The total area of new residential properties sold, excluding government-subsidized affordable housing, rose 16.1 percent week over week to 303,000 square meters during the seven-day period ending Sunday, Shanghai Centaline Property Consultants Co said in a regular report issued on Monday.
Citywide, suburban Nanhui, formerly a district and now part of the Pudong New Area, remained the most popular area after selling some 62,000 square meters of new homes, a week-over-week rise of 37.8 percent. Pudong followed again by unloading 54,000 square meters, a notable increase from 35,000 square meters registered a week earlier. Outlying districts such as Songjiang, Minhang, Baoshan and Jiading all managed to stay above the 20,000-square-meter mark, according to Centaline data.
"The month-end effect played out again as expected, mainly boosted by abundant new supply particularly in the medium- to low-end sector," said Lu Wenxi, Centaline's senior researcher. "As we could see, half of the projects on the top 10 list managed to sell more than 100 units and that was quite rare in the local market."
The average new home price, meanwhile, fell 10 percent week over week to 46,759 yuan (US$6,841) per square meter, with eight projects on the list costing less than 50,000 yuan per square meter.
A development in Nanhui remained the most popular among home buyers for the second week after selling 35,427 square meters, or 396 apartments, for an average price of 21,644 yuan per square.
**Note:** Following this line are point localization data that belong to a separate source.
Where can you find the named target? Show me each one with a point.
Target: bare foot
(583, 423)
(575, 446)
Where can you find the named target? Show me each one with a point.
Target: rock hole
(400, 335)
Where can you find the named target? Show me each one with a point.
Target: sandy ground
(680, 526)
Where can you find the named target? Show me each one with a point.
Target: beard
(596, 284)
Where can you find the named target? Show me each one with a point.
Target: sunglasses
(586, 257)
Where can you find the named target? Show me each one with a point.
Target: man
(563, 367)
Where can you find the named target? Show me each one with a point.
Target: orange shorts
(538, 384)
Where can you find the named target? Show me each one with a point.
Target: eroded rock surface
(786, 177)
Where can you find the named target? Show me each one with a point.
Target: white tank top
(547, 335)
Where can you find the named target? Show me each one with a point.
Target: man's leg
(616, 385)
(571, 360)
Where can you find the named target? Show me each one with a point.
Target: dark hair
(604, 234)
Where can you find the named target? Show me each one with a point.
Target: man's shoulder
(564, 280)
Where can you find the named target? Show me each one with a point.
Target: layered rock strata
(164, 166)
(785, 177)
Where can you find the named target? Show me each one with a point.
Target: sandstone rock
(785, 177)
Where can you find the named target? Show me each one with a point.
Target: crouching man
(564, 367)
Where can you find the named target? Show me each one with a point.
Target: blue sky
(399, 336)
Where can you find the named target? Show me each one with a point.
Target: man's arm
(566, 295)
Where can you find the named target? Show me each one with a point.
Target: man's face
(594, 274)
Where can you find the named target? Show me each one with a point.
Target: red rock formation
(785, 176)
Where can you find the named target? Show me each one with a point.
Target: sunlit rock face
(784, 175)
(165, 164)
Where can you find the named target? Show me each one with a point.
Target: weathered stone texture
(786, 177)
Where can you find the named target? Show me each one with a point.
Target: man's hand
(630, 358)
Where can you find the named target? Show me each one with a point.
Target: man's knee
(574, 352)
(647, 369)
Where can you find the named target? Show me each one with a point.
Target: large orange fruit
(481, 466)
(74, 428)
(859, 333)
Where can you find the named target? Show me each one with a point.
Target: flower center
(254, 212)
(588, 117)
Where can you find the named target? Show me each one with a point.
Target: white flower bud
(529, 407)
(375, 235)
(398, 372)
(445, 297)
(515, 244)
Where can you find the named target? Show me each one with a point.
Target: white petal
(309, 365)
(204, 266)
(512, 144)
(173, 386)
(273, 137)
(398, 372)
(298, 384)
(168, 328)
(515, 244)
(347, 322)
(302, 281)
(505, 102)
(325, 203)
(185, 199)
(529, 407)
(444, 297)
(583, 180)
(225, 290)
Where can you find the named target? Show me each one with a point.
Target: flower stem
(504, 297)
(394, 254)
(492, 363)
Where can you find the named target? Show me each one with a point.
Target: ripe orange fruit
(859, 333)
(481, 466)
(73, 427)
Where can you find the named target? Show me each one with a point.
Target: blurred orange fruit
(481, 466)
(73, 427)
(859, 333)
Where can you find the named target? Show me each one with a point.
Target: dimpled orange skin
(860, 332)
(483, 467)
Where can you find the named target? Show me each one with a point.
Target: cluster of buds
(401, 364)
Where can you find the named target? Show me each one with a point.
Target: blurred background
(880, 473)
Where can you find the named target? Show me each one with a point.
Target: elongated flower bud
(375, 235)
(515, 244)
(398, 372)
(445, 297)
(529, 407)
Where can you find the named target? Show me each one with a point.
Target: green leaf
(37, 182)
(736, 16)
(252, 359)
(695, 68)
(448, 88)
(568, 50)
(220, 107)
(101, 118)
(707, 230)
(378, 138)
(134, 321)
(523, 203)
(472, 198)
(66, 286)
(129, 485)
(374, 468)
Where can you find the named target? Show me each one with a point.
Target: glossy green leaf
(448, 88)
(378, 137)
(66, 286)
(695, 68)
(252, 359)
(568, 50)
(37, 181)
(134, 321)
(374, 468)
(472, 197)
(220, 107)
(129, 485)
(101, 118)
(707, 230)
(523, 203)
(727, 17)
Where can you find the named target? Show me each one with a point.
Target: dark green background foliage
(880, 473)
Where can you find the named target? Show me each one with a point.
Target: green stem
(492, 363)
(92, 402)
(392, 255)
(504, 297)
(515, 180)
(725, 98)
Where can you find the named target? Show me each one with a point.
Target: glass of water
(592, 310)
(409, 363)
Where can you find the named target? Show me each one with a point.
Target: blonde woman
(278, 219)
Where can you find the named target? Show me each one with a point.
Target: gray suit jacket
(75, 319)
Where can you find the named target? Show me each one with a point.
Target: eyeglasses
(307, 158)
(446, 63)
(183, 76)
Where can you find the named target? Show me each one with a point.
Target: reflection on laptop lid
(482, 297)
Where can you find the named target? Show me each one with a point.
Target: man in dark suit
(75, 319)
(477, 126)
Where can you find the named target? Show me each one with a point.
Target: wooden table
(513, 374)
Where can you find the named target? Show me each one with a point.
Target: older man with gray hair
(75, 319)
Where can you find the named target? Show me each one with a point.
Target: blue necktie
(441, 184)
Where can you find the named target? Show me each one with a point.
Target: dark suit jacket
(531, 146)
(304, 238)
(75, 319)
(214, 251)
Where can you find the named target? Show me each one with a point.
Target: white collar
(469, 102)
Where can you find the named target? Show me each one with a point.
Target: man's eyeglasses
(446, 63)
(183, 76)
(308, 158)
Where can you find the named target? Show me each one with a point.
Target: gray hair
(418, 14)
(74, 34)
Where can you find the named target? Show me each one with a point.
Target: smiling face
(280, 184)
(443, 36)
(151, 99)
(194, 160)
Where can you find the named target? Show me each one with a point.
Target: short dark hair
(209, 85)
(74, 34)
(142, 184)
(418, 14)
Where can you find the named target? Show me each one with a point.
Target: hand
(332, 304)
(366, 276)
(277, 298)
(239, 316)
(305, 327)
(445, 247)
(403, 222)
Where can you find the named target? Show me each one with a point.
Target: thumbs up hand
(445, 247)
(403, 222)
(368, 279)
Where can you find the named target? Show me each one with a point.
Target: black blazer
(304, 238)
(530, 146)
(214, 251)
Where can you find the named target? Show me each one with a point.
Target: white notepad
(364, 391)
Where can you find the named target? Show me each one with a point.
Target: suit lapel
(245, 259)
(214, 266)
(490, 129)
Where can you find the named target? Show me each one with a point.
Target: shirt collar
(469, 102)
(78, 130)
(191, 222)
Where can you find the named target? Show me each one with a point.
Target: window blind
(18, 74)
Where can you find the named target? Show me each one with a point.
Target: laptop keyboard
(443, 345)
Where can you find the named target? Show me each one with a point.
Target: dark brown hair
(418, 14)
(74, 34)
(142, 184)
It was most closely followed by a project in Pudong which unloaded 25,638 square meters, or 270 units, at an average cost of 64,118 yuan per square meter, making it the most costly project on the top 10 list.
On the supply side, about 243,000 square meters of new residential properties spanning four projects were released into the local market, a drop of 29 percent from the previous week but still a high volume in absolute terms, according to Centaline data.
Looking forward, market sentiment might ease in the first half of October mainly due to an eight-day National Day holiday as well as robust sales registered over the past few weeks, Lu predicted.